A syndromic form of syndactyly known as syndactyly type V has metacarpal and metatarsal synostosis as symptoms.

== Diagnosis ==

The following diagnostic methods can be used for metacarpal synostosis:

- Physical examination
- Radiographs
- Whole exome sequencing
- Sanger sequencing

== Treatment ==

Treatment for this malformation typically involves the following:

1. Osteotomy (for splitting/separating the synostosic metacarpals)

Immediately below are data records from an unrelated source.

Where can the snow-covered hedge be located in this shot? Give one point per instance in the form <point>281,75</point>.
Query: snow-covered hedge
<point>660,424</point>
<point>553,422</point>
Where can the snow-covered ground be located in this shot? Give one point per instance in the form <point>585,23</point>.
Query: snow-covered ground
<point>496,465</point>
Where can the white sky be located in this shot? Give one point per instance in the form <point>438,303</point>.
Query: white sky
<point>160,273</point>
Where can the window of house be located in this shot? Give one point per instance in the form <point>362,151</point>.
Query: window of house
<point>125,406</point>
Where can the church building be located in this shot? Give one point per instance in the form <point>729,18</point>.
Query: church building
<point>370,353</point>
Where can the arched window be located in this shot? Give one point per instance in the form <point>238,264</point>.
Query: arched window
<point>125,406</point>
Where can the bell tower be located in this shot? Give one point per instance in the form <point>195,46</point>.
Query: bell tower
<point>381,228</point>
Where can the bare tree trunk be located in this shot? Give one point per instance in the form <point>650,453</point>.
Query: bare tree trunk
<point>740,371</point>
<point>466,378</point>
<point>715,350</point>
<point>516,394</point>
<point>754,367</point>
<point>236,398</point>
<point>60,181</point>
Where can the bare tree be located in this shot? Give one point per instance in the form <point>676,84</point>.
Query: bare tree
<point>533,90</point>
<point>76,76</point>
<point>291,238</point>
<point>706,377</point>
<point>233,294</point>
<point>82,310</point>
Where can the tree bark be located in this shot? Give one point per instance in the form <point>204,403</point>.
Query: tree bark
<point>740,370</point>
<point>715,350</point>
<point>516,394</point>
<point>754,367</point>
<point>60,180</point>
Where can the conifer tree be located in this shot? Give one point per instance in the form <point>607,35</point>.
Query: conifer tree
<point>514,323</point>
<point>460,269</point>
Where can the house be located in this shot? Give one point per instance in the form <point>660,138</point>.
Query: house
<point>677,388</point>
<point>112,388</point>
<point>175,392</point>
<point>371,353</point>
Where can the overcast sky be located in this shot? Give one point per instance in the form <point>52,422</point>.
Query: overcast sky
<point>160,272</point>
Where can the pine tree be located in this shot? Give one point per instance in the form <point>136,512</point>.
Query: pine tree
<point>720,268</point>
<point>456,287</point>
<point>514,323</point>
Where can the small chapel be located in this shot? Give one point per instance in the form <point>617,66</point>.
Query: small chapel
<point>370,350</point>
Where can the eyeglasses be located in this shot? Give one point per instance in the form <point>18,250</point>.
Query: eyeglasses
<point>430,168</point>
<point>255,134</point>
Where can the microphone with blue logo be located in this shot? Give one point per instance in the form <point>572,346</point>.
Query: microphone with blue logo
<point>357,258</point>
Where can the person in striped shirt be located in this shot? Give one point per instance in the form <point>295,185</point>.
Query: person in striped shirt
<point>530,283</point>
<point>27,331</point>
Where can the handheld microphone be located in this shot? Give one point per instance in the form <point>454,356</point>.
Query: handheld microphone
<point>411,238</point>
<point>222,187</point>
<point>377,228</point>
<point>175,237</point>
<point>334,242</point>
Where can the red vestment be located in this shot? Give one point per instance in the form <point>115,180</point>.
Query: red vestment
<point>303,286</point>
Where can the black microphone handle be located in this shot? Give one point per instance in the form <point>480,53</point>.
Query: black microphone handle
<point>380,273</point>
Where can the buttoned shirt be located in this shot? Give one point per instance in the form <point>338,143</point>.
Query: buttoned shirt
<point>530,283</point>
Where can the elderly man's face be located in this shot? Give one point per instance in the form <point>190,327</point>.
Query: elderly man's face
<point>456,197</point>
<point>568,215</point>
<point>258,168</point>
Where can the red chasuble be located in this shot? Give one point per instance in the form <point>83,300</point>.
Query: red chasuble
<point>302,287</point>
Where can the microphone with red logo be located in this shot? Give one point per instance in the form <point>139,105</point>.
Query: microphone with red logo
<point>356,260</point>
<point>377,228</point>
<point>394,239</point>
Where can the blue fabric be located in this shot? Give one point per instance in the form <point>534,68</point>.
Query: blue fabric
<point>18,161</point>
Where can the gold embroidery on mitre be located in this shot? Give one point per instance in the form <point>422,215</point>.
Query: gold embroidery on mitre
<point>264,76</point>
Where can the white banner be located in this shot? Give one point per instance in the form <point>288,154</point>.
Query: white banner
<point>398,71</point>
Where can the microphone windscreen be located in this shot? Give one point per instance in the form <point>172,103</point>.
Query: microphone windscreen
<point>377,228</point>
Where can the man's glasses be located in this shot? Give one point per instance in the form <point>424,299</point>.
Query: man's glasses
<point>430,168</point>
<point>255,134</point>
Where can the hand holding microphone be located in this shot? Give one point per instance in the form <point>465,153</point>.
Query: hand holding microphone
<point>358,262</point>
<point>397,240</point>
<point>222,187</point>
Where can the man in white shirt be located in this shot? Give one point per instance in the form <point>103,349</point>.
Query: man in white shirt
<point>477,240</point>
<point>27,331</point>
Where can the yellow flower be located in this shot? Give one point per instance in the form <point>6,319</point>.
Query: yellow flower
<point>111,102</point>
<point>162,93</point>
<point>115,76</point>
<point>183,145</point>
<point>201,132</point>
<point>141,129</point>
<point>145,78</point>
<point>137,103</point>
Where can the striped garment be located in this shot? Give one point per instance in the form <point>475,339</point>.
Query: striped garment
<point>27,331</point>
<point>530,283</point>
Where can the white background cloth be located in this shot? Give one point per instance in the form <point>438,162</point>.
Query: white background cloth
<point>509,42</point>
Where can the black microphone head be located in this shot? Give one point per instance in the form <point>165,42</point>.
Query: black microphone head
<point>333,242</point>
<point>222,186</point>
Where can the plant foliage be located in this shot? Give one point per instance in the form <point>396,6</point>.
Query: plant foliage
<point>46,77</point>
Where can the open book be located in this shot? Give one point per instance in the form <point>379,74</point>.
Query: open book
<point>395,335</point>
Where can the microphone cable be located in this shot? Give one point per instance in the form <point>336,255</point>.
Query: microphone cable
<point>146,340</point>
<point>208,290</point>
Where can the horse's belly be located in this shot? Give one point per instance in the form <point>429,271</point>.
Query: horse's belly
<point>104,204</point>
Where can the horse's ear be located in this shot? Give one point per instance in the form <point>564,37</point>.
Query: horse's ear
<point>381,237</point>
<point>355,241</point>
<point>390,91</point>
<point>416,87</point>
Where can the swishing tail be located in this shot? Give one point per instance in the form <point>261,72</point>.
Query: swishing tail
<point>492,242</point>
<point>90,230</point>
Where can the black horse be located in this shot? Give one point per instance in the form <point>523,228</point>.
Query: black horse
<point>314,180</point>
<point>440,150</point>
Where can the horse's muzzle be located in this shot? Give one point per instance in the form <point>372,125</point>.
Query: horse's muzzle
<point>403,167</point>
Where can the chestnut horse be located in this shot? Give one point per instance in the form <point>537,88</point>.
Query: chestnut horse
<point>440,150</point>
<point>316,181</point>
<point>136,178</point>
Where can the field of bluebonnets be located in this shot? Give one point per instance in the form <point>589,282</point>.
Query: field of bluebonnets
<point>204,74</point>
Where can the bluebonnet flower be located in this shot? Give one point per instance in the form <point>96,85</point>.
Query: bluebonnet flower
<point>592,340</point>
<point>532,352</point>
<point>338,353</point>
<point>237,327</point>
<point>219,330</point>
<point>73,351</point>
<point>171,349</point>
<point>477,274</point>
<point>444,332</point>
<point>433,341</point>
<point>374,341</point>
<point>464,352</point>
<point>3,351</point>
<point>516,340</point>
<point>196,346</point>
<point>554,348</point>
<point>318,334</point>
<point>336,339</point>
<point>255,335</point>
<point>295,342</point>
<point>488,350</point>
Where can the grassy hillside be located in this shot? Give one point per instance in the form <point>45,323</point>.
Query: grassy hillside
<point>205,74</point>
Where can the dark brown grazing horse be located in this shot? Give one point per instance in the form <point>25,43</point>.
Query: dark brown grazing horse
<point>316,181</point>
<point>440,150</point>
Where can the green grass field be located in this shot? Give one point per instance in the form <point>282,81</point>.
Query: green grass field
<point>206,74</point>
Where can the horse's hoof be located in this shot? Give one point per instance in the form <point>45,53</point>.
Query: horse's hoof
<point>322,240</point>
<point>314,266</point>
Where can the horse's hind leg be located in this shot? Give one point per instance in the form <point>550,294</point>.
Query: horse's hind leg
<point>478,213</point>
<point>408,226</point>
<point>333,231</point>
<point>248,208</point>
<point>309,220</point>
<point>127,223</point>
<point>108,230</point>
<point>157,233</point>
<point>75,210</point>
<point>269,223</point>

2. Bone graft (for lengthening of shortened metacarpals, usually the fifth)

3. Ligament reconstruction

4. Tendon transposition (for the extensor digiti minimi quinti)

== Epidemiology ==

This condition is thought to affect approximately 0.02% to 0.07% of the general population.

== Associations ==

A large family has been described as having nonsense mutations of the FGF16 gene which resulted in metacarpal synostosis and, unexpectedly, in heart disease.